Hi,
I've implemented an LVS/TUN cluster to split web traffic amongst 26+
nodes with a replicated MySQL database on each node.
First, the good news. LVS has been performing well! So too has MySQL
replication which seems to be handling 26-30 nodes fine (although I wonder how
far it can go?).
Although, periodically we notice that an incoming request to the cluster
hangs forever.

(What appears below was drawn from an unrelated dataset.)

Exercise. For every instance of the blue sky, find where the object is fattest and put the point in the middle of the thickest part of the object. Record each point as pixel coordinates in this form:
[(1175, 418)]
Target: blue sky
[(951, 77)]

Has anyone else experienced this? Is it LVS related? But this is
a relatively small problem.
Now the bad news. This weekend the web service we run came under
increased load --- about an extra 10,000,000 queries per day ---- and we now
have a busted cluster. Here is what IPVS looks like:
IP Virtual Server version 1.0.10 (size=65536)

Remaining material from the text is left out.